Not all home CO alarms are created equal. The primary disadvantages with MOS technology, claims Senco, include cross sensitivity and the loss of sensitivity over time. Cross sensitivity has been linked to false alarms. Another problem with MOS technology is the sensors' inability to read below 100 PPM. The manufacturers of MOS based detectors warn against this problem, recommending consumers use more sensitive detection devices if protection is required below 60 PPM. Groups that require such protection include infants, pregnant women, seniors and persons with respiratory ailments. The Occupational Safety and Health Administration (OSHA) warns against the dangers of low-level exposure.

While high levels of CO, described as 200 ppm or higher, are cause for immediate evacuation, current medical literature on CO poisoning also indicates that exposure to low-levels of carbon monoxide over an extended period of time may contribute to significant health problems, such as heart and brain damage. Newborns, infants, and the elderly are especially at risk, and special care should be taken to alert their caregivers of potential CO problems.

CO alarms have proven to save lives, but there has been an excessive and unnecessary demand on fire departments due to false alarms. The technological limitations of some CO alarms currently in the marketplace have raised questions of reliability.

Also, some CO alarms must be replaced every two years or so because their electrochemical sensors have a limited life.

Senco, of Vancouver, British Columbia, claims to have developed a digital carbon monoxide alarm with a special low-level alert feature. By utilizing proprietary electrochemical sensor technology, Senco's detector offers many innovative features. Most significantly, the detector - named ONE - monitors for high-levels and prolonged low-levels of CO, because of its accuracy, response time, and monitoring range.
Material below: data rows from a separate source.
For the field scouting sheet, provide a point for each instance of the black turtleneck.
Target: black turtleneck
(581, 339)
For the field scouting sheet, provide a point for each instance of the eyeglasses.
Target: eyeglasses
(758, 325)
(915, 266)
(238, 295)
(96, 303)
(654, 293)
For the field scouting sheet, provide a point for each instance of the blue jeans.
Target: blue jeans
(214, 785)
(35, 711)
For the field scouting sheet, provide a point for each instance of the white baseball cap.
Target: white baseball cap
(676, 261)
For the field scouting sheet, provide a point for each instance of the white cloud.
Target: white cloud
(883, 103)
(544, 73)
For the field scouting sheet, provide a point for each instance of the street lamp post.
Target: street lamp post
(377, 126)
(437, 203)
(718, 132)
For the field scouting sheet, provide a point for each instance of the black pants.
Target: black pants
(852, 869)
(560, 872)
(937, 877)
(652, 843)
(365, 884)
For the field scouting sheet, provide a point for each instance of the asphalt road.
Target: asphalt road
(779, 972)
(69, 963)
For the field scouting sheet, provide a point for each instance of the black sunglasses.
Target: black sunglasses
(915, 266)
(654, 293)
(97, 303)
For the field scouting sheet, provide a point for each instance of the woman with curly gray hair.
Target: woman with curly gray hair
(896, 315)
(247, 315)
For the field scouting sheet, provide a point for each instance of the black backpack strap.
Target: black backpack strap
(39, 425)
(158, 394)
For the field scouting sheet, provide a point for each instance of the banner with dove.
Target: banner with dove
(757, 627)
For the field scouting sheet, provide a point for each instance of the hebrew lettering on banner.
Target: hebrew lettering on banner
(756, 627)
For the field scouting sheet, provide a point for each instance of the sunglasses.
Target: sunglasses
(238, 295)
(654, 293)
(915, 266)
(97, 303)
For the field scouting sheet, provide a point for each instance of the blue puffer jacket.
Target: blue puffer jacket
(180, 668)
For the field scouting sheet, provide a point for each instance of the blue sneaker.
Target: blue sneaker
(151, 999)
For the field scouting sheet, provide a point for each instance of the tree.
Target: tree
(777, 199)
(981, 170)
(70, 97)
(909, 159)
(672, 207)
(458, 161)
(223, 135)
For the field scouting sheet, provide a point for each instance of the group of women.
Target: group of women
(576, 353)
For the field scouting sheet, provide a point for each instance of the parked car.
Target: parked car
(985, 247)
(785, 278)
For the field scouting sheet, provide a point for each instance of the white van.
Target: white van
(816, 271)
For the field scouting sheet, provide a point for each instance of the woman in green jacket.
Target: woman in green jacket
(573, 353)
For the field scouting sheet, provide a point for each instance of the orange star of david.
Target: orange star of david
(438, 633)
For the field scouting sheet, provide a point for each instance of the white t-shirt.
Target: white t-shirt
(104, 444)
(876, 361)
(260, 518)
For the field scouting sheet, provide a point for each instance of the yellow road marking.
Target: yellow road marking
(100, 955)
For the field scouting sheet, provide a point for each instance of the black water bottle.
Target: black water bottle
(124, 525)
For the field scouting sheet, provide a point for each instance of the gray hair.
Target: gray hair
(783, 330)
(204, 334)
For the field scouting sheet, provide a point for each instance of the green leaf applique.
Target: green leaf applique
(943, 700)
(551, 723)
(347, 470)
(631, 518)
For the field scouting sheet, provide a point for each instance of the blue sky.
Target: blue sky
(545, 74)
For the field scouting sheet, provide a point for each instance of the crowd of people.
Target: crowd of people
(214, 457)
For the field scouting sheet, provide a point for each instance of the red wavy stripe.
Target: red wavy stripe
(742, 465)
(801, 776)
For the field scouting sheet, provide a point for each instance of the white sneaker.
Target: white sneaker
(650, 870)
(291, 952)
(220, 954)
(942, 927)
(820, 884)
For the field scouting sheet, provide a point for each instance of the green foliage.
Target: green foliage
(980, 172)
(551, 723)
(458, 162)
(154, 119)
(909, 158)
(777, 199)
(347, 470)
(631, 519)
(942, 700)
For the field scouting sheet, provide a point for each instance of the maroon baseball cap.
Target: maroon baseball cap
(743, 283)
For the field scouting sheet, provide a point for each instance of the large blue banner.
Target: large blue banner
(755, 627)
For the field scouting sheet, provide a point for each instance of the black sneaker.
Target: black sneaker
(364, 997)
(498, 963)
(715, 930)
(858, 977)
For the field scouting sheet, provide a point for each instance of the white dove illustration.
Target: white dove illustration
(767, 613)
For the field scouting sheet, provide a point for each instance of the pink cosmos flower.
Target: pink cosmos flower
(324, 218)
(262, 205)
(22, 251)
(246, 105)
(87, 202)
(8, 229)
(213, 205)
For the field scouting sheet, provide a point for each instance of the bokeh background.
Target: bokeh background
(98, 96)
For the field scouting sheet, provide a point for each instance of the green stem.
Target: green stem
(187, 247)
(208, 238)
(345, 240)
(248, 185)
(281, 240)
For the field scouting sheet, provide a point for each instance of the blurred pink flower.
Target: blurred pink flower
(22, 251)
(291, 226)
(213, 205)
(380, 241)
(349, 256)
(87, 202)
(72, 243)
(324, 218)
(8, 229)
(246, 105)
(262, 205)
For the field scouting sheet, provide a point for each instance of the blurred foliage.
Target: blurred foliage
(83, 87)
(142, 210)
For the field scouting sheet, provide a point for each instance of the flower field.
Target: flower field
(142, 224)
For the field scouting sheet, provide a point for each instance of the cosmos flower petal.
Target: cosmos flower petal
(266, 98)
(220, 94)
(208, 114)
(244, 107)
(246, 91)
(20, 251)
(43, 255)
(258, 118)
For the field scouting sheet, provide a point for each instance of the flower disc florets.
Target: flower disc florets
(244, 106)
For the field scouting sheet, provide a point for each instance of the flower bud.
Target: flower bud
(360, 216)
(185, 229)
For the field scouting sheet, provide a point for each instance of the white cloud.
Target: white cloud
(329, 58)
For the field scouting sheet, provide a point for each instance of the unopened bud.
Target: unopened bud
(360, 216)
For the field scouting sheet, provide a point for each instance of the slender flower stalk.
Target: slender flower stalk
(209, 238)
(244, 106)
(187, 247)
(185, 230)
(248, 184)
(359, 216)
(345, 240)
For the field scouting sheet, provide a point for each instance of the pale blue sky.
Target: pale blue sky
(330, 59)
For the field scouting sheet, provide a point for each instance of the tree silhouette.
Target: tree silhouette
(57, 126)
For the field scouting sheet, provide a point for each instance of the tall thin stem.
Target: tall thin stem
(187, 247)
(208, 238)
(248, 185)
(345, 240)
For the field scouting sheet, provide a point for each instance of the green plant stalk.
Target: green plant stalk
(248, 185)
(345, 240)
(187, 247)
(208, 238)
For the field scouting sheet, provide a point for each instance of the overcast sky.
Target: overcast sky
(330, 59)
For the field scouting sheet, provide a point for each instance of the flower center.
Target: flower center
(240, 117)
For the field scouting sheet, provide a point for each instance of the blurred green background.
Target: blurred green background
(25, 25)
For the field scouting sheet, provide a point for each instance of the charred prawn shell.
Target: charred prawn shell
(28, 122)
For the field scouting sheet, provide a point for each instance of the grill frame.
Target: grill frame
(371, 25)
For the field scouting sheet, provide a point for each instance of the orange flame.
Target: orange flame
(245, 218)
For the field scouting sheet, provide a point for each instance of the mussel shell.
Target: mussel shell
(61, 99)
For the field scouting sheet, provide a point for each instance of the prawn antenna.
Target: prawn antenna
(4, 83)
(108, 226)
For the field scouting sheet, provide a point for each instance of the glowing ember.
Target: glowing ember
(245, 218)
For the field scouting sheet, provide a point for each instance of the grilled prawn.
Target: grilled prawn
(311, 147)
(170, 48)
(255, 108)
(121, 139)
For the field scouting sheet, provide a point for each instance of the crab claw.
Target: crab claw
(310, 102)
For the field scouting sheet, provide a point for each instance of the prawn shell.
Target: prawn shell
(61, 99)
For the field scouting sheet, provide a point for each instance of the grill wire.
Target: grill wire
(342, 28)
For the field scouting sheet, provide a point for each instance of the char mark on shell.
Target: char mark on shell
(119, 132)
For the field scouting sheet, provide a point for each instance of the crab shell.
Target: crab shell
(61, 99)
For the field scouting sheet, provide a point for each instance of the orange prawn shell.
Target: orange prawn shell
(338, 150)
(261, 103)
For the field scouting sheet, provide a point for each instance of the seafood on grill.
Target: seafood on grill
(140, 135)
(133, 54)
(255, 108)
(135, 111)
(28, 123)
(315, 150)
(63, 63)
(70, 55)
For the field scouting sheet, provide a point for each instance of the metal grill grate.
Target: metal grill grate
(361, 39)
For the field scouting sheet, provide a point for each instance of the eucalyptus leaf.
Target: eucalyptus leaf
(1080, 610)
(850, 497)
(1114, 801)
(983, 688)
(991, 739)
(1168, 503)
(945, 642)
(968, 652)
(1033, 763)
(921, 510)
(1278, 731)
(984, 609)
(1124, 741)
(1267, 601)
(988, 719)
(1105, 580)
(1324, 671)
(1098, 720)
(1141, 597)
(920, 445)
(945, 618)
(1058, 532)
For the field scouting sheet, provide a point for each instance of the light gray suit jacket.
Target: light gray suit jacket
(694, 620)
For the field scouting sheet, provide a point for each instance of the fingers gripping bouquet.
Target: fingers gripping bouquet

A helpful feature in ONE's display is its "Action Icons." These icons give the user more comprehensive information than conventional alarms which only show CO readings in parts per million (PPM). Action Icons indicate alarm conditions at a glance, and will remain displayed until the unit is reset. Should the alarm sound while the home's occupants are away, the icons will remain in view so that the user will know that dangerous levels of CO caused an alarm in their absence.